If someone could explain the logic of this to me, I’d sure appreciate it.
Hundreds of officers and health care professionals have been discharged in the past 10 years under the Pentagon’s policy on gays, a loss that while relatively small in numbers involves troops who are expensive for the military to educate and train.
The 350 or so affected are a tiny fraction of the 1.4 million members of the uniformed services and about 3.5 percent of the more than 10,000 people discharged under the “Don’t Ask, Don’t Tell” policy since its inception in 1994.
But many were military school graduates or service members who went to medical school at the taxpayers’ expense – troops not as easily replaced by a nation at war that is struggling to fill its enlistment quotas.

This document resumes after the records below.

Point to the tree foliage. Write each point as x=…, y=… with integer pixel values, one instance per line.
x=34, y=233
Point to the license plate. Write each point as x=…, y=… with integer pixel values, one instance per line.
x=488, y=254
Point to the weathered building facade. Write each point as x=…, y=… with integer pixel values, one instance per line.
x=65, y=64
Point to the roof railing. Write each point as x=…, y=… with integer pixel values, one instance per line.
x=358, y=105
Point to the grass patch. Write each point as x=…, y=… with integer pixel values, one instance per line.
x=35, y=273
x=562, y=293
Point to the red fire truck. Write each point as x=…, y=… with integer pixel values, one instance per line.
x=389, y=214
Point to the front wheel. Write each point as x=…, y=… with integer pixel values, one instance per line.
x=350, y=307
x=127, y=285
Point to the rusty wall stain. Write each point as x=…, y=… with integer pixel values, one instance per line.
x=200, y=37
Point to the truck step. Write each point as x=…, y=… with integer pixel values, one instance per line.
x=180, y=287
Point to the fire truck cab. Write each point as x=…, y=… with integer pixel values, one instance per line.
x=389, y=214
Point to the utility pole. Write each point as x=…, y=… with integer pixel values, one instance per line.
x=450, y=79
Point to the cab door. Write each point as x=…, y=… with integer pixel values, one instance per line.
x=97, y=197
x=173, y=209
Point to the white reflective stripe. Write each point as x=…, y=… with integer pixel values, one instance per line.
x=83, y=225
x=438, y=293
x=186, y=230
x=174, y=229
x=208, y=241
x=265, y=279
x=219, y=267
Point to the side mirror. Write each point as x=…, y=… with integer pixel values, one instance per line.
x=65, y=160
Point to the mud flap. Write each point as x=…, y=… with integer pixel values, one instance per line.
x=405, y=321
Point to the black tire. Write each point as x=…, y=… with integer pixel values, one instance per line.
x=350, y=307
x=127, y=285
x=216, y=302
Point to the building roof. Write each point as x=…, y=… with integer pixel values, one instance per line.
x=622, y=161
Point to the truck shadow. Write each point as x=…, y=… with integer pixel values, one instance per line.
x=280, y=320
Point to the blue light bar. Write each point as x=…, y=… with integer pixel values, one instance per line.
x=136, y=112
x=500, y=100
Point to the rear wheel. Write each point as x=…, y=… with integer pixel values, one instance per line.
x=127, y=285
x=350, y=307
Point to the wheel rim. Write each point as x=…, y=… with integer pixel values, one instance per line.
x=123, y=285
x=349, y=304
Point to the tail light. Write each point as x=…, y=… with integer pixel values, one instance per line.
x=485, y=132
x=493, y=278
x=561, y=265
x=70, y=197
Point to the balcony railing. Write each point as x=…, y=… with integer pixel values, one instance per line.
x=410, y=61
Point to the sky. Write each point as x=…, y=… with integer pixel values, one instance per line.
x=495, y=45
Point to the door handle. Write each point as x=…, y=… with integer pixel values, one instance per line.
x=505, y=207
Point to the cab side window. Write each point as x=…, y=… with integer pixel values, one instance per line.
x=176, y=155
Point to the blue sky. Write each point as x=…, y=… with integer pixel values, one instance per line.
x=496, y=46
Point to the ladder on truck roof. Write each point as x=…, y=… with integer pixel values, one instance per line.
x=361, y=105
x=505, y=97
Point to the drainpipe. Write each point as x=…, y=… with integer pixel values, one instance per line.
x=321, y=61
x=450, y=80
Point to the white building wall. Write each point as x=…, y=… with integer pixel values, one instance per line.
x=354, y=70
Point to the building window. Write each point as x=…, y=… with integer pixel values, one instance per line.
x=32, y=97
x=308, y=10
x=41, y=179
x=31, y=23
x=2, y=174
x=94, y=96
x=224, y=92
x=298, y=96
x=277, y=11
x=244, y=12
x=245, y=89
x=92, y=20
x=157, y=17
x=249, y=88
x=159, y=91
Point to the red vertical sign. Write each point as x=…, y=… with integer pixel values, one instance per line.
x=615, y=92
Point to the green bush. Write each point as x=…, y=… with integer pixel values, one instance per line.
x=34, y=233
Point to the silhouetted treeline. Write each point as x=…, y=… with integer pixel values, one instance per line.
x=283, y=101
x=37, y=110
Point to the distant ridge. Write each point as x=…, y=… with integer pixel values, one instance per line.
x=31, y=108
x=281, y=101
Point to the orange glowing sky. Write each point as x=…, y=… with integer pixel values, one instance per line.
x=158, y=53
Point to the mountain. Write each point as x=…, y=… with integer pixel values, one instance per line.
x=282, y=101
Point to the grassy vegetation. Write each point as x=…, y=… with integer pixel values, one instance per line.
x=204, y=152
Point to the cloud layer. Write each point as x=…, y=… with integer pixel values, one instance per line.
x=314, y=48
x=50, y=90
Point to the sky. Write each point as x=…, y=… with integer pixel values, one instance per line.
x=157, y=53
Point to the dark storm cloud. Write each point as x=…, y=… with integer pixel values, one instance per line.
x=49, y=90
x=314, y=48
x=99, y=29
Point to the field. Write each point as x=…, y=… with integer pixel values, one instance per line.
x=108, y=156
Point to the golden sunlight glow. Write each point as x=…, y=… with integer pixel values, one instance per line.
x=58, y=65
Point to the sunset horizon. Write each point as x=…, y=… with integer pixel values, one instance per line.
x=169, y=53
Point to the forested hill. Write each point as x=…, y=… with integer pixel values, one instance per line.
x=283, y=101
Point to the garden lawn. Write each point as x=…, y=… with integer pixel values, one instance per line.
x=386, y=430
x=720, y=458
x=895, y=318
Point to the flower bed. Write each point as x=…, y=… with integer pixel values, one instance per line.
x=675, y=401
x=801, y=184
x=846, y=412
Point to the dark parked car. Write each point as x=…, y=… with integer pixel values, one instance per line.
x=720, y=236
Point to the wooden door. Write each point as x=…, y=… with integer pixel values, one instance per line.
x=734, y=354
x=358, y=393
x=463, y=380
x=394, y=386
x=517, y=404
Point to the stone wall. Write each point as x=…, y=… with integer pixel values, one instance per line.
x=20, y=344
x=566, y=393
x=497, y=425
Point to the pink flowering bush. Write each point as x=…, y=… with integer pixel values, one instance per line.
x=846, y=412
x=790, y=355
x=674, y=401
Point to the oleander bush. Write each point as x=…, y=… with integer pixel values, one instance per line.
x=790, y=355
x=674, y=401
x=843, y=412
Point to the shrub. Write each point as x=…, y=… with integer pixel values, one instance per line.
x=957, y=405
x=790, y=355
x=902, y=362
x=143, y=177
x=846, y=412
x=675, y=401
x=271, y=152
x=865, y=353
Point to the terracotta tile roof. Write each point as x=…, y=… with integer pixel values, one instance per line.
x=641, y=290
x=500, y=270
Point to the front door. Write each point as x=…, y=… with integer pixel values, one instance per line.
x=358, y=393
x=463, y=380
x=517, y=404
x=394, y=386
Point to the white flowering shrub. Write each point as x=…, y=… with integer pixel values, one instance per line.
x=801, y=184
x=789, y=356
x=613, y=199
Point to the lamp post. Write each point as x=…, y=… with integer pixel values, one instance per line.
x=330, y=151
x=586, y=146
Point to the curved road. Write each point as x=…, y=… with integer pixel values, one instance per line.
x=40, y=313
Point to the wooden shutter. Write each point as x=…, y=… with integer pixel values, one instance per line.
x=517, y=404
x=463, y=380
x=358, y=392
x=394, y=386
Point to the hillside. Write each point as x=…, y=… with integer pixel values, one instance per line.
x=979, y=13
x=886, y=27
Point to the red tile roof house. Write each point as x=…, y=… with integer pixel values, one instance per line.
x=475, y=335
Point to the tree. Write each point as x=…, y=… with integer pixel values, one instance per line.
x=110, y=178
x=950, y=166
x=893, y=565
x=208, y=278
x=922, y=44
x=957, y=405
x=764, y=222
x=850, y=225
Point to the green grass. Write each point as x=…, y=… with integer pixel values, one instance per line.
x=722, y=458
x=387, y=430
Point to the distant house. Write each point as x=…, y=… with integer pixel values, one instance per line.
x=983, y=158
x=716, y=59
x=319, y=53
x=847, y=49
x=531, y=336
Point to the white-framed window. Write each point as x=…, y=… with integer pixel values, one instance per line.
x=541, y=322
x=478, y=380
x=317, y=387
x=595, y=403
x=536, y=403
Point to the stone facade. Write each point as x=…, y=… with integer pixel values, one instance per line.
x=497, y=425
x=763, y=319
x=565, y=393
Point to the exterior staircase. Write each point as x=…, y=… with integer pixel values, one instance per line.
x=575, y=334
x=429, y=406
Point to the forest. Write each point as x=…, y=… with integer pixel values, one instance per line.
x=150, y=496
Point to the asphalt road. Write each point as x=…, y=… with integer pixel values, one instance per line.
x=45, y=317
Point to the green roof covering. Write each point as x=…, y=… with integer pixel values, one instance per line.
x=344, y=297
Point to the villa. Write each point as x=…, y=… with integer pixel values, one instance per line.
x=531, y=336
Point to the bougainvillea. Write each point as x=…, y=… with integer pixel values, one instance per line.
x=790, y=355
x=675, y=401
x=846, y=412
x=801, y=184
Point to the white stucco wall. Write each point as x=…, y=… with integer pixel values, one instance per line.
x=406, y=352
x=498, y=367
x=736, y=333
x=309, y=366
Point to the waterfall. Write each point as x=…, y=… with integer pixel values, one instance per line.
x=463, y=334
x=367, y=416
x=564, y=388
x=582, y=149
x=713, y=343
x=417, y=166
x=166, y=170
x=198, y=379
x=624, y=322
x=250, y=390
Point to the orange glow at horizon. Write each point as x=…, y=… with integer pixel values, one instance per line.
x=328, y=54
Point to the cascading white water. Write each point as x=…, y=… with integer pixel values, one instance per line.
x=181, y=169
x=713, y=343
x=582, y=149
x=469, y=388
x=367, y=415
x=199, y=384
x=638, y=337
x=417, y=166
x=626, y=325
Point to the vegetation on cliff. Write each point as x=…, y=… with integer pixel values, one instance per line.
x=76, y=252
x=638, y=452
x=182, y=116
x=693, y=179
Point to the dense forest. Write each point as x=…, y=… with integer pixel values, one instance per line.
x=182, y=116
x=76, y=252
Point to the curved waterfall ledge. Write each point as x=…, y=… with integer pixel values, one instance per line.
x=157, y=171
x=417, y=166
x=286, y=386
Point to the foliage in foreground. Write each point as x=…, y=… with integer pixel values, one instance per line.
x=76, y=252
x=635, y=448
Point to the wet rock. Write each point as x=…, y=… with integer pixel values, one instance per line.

“You don’t just go out on the street tomorrow and pluck someone from the general population who has an Air Force education, someone trained as a physician, someone who bleeds Air Force blue, who is willing to serve, and that you can put in Iraq tomorrow,” said Beth Schissel, who graduated from the Air Force Academy in 1989 and went on to medical school.
Let me see if I understand this. We’re engaged in a war in which thousands of troops are seriously injured and need immediate medical attention. We have hundreds of qualified medics, which the military has trained at considerable expense, who are willing to volunteer for service in the Armed Forces at a time when military recruitment is struggling. The government has decided we’d rather throw these people out of the military, simply because they’re gay, than put their skills and qualifications to good use.
This is madness.
It’s worth noting, of course, that Rep. Marty Meehan (D-Mass.) has championed the Military Readiness Enhancement Act (H.R.1059), which would repeal the Pentagon’s “Don’t Ask, Don’t Tell” policy and allow these men and women in uniform to stay in the military. As of now, the bill is up to 107 co-sponsors, three of whom are Republican. It has no chance of even coming to the floor for a vote, but it’s way overdue.